From: Matthew Wilcox <willy@infradead.org>
To: Dmitry Dolgov <9erthalion6@gmail.com>
Cc: linux-mm@kvack.org
Subject: Re: [QUESTION] Resizing shared mapping without clashing with others
Date: Sun, 1 Dec 2024 20:57:07 +0000 [thread overview]
Message-ID: <Z0zNoxn-qkHYh6Pq@casper.infradead.org> (raw)

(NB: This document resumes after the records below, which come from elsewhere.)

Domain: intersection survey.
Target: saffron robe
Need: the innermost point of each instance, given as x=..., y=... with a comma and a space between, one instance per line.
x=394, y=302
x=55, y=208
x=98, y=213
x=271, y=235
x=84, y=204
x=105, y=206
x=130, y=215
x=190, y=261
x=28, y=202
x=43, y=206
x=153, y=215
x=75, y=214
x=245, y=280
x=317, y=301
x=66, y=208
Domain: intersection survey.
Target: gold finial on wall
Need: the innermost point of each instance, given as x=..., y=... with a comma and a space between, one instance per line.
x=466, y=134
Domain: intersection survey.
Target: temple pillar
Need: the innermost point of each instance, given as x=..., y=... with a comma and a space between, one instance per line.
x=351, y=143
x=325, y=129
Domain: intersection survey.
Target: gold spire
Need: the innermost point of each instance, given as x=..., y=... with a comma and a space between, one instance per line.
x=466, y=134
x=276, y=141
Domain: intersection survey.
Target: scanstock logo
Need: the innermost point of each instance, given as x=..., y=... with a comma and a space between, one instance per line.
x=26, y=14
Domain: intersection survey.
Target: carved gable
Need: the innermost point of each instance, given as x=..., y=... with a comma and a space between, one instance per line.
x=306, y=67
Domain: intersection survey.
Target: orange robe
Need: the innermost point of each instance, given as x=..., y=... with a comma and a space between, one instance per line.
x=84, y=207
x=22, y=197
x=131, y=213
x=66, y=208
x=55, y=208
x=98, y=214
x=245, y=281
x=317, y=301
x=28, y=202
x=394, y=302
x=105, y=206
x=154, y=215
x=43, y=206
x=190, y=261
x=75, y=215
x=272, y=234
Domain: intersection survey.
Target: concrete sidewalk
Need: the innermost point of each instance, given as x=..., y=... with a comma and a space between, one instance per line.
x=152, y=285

In-Reply-To: <20241201184410.gl2huwqkbdwm6jvj@erthalion.local>
On Sun, Dec 01, 2024 at 07:44:10PM +0100, Dmitry Dolgov wrote:
> > On Sun, Dec 01, 2024 at 11:55:37AM +0000, Matthew Wilcox wrote:
> > On Sat, Nov 30, 2024 at 05:24:13PM +0100, Dmitry Dolgov wrote:
> > > Hi,
> > >
> > > While working on PostgreSQL [1] we've stumbled upon a question regarding
> > > resizing of shared mappings without conflicting with any other possible
> > > mappings. Before making any wrong conclusions, I would love to get some
> > > consultation from kernel folks on that topic.
> > >
> > > To put it into a context, PostgreSQL uses anonymous shared memory
> > > mapping as a buffer cache for data. The mapping size is configured at
> > > the start, and could not be changed without a restart. Now, we would
> > > like to make it more flexible and allow to change it at runtime, ideally
> > > without changing already used addresses and copying stuff back and
> > > forth.
> > >
> > > The idea is to place the shared mapping at a specified address (with
> > > MAP_FIXED if needed) with a gap, then use mremap to resize it into the
> > > gap. This approach has an open question -- how to make sure there will
> > > be no other mapping created withing the same address space, where we
> > > want to expand the shared mapping? E.g. the shared mapping was created,
> > > then large memory allocation caused another mapping to be created close
> > > to it, so that expanding is not possible.
> >
> > I think there's a very straightforward answer, which is to mmap() it to
> > the larger size to begin with. If, say, you create a file of 1GB, you
> > can mmap() the first 100GB of that file. If you access the last 99GB of
> > the mapping, you'll get SIGBUS, but you can truncate() the file larger
> > and gain access to the new memory that way. Does that work for you?
> >
> > Or if you're doing MAP_ANON | MAP_SHARED, just don't access the last
> > 99GB until your configuration changes. Memory is allocated on demand,
> > so you won't be charged for it until you use it.
>
> Right, mapping with the larger size than needed is one option we're
> considering. But there are few arguments against that:
>
> * Folks are wary of unnecessary large shared mappings, since in the past
> there were issues with OOM killer making unfavorable to postgres
> decisions because of that. It might have changed over time, but to
> confirm that will require some investigation.
>
> * It can cause memory accounting problems. E.g. if we use hugetlb inside
> a cgroup with reservation limits set (something like
> hugetlb.2MB.rsvd.limit_in_bytes), then such mmap() will be counted
> against the limit, even though the memory wasn't allocated -- meaning
> that we claim some resource without using it.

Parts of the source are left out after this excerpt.